Pertama adalah kompetensi guru. Kompetensi guru skala nasional masih menyimpan segudang masalah. Sebagai bukti mari tengok angka-angka capaian Uji Kompetensi Guru (UKG) secara nasional, berturut-turut dari tahun 2015-2017 (skala 0-100) sebagai berikut: 43,74; 65,82; 68,23 (Guru TK); 40,14; 63,80; 62,22 (Guru SD); 44,16; 65,33; 67,76 (Guru SMP); dan 45,38; 66,66; 69,55 (Guru SMA), (Kemdikbud, 2018).

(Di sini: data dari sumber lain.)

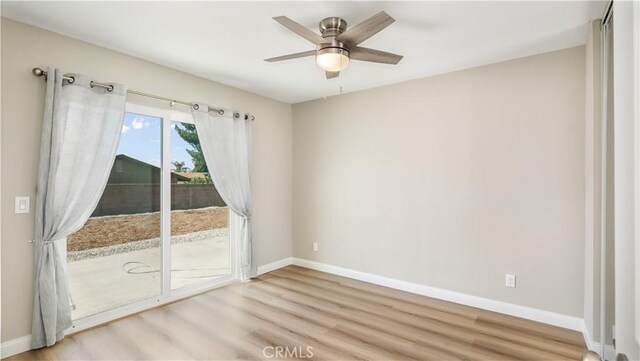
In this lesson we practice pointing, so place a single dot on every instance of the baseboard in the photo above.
(15, 346)
(609, 350)
(275, 265)
(551, 318)
(23, 344)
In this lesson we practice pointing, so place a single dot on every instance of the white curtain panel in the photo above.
(226, 144)
(80, 133)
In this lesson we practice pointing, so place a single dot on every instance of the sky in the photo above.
(141, 139)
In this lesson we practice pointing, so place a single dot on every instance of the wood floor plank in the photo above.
(296, 310)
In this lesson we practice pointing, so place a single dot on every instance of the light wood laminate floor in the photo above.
(339, 318)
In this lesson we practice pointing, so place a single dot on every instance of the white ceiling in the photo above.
(227, 41)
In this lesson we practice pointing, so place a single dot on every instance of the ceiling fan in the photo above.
(338, 44)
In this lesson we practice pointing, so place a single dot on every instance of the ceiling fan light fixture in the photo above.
(332, 59)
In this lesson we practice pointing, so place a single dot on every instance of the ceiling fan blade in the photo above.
(373, 55)
(366, 29)
(332, 74)
(300, 30)
(292, 56)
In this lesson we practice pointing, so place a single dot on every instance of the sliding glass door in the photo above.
(160, 229)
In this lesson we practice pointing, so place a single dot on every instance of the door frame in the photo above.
(626, 26)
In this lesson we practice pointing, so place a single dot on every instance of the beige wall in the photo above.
(452, 181)
(24, 47)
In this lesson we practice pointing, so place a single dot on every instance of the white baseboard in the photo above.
(15, 346)
(275, 265)
(22, 344)
(609, 350)
(551, 318)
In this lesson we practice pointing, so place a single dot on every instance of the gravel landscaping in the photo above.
(143, 229)
(74, 256)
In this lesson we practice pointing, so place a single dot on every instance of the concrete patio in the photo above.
(103, 283)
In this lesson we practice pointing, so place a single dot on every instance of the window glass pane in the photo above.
(115, 259)
(199, 216)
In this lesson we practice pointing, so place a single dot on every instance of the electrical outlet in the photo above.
(510, 280)
(22, 205)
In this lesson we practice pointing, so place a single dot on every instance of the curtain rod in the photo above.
(109, 87)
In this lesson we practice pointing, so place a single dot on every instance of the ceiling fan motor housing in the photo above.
(332, 27)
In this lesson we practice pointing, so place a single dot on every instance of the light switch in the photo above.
(22, 205)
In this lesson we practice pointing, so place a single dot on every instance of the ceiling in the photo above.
(227, 41)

Rata-rata capaian nilai UKG nasional pada 2017 sebesar 66,94.  Angka yang jauh dari harapan. Mengapa kompetensi guru masih rendah? Salah satu penyebabnya adalah minimnya pelatihan guru oleh pemerintah (daerah). Di Jakarta sekalipun. Adapun pelatihan, tapi dengan metode "itu-itu saja", cara yang sama dilakukan, tapi berharap hasilnya berbeda. Tentu absurd. Sementara itu masih banyak daerah yang mengalokasikan anggaran pendidikan di bawah 20% sebagaimana kewajiban menurut UUD 1945. Bahkan banyak daerah yang anggaran pendidikannya 10% APBD ( HYPERLINK "http://www.npd.go.id" www.npd.go.id) atau di bawahnya. Tentu miris melihatnya. Demikian disampaikan Satriwan Salim (Wasekjen FSGI). Secanggih apapun perangkat aplikasi dan kurikulum yang Mas Nadiem disain nanti, jika guru belum dibenahi kompetensinya maka akan sia-sia belaka.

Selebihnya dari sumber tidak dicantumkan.